It’s Part of the Furniture

I’ve been toying with the idea to go “all in” on my artwork. It’s been many years since I bled ink and ate pencil shavings for breakfast.

One painter described why aspiring artists have a hard time transitioning from rookie to pro.

Wait for it…

They put their supplies away! It’s really that simple. They pack up and move onto the next thing. She explained that this behavior does not exist in the world of a pro, that their paint, canvases, and easels were all “part of the furniture.”

This is a fascinating insight. As I look around my living space I see cameras, lenses, strobes, speakers, keyboards, record player, and variety of other elements that show my love for photography and music. These elements are “messy” but I use them so frequently and they are such a part of me that they somehow become acceptable as “part of the furniture.”
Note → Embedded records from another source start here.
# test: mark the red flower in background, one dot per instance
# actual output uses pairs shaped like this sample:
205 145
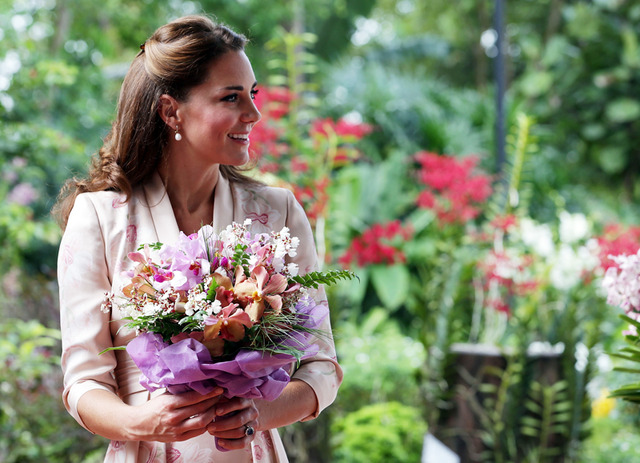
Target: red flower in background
342 128
505 277
314 199
379 244
454 191
273 102
617 239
THE CHALLENGE: Look around your space. What do you see? Is it a sewing machine? Bicycle? Camping gear? Weights? Tools? What do you use so often that it rarely gets put away, if ever? This is a good indicator of where to plot yourself on your goals and priorities map. Does your “furniture” align with what you truly long for most? Maybe it is time to trade your recliner for an “easel.”

Digging for Cables

In most situations, I’m a quiet guy. Somehow my dad nicknamed me “chatterbox” as child. The safety of my own home is probably the only time I lived up to such a name.

To this day I still hear people around me say, “watch out for the quiet ones, once they snap they’ll kill you.” Can’t say I’ve ever lived up to that.

In part however, I think there is some truth to the idea that the quiet folks tend to have a little more “clack” to their thunder, a little more “cold calculation” as words erupt like lava from a once stagnant volcano.

But it’s not just the quiet ones we need to be wary of. I think we ALL have an underground cable that if split will electrocute whomever dared to grasp the shovel.

I’m saddened with how quickly people go digging for cables. They long for contention and discord as if severed relationships were the rule and not the exception. They speak truth with no restrain, intent to hurt, intent to cause damage.

THE CHALLENGE: Brutal honesty (even if a skewed opinion) is often the shovel that will get you zapped. Brutal honesty has merit, but lacks sustainability. In dealing with those around you, look for the signs posted “warning, underground cable.” Stay away, dig somewhere else. Every personality has some territory that can be explored freely. Use tact. Use love.

As for your own cables, keep your signs posted. Avoid rust and decay. Sometimes we victimize ourselves when boundaries aren’t declared early and firmly.

Photo by: Ira

Ignore That Too!

My mother-in-law has many gifts and talents, among which is a passion for quilting.  Browsing through the used bookstore recently, I picked up a title that I thought would help me better understand what makes a quilt worthy of regard.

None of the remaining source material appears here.